The other day in the hospital, after waiting fifteen minutes for an elevator to take my husband to the medical offices on the top floor of the building, a man who was pushing someone I assume was his mother in a wheelchair, was prevented from getting on the elevator although there was ample space, because no wheelchairs are permitted.

We got onto the elevator when it was on its way up and the elevator operator called on the phone so that the person in the wheelchair could be picked up, but the “specialized” elevator was detained on another floor waiting for another patient. On the way down, the elevator stopped once more on the floor where we had been and the “solution” was to stand the patient up and to fold the wheelchair — everything being done as a favor and with the operator’s explanation that she could be reprimanded.

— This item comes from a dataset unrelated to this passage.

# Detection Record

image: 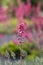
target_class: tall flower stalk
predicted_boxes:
[18,23,24,65]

My husband got excited because the reason for a hospital is to care for the infirm and the lady had been waiting for nearly half an hour; he surmised that if the conditions which led to a given policy changed, then the policy also had to change. I was giving him discreet signs — touching him with my foot and jabbing him with my elbow.

The gentleman pushing the his mother’s wheelchair excused the operator, who had left them stranded, and effusively thanked her for agreeing to transport them. The submissiveness of accepting any measure is not merely something of hospitals, but a national syndrome.